Additional information about blogs: Blogs started by employees and hosted on other domains are considered personal blogs. These blogs must not be advertised or run as official UF or UF Health blogs. If such a blog contains discussion of health-related issues or work matters, the employee should post a disclaimer stating that the blog is not an official UF or UF Health blog, and that the opinions expressed there are his or her own personal opinions and not those of UF or UF. Employees who discuss work matters on personal blogs should be well- versed in appropriate social media behavior and should not violate privacy or other laws that relate to their work environments.

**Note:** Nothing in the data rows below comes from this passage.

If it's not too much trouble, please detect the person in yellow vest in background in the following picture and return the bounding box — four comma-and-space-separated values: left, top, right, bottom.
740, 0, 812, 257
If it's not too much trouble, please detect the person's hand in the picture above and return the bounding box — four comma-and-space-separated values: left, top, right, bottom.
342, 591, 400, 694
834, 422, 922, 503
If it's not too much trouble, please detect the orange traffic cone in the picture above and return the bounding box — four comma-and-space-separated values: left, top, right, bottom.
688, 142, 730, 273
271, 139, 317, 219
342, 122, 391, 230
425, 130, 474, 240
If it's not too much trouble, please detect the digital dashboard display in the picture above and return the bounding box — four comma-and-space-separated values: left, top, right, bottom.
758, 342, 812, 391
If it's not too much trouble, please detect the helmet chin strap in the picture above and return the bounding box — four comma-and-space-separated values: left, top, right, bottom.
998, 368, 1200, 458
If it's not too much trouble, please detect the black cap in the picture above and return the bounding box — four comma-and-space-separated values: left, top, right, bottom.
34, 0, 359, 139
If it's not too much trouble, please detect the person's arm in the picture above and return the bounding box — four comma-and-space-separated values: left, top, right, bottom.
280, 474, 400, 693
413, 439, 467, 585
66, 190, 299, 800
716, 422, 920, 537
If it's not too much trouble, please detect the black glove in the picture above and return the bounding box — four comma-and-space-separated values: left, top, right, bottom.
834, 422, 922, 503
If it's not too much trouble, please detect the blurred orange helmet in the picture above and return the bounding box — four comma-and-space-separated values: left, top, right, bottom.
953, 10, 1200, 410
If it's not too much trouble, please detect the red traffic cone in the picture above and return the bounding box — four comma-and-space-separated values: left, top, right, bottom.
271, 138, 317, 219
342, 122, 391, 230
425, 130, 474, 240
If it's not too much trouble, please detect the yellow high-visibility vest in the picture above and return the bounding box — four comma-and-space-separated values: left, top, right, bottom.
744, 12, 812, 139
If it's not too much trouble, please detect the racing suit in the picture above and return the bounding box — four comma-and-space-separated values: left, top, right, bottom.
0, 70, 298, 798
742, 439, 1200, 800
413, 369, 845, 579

Training: Social media advisers and unit social media managers will be required to attend initial training on social media management, strategies, policies and guidelines. Subsequent training sessions may be offered as new information becomes available and may be mandatory or optional. Social media monitors and unit social media managers should proactively pursue updates, which may come from the web services team, the UF Health Communications social media team, UF Health Communications,  or University Relations.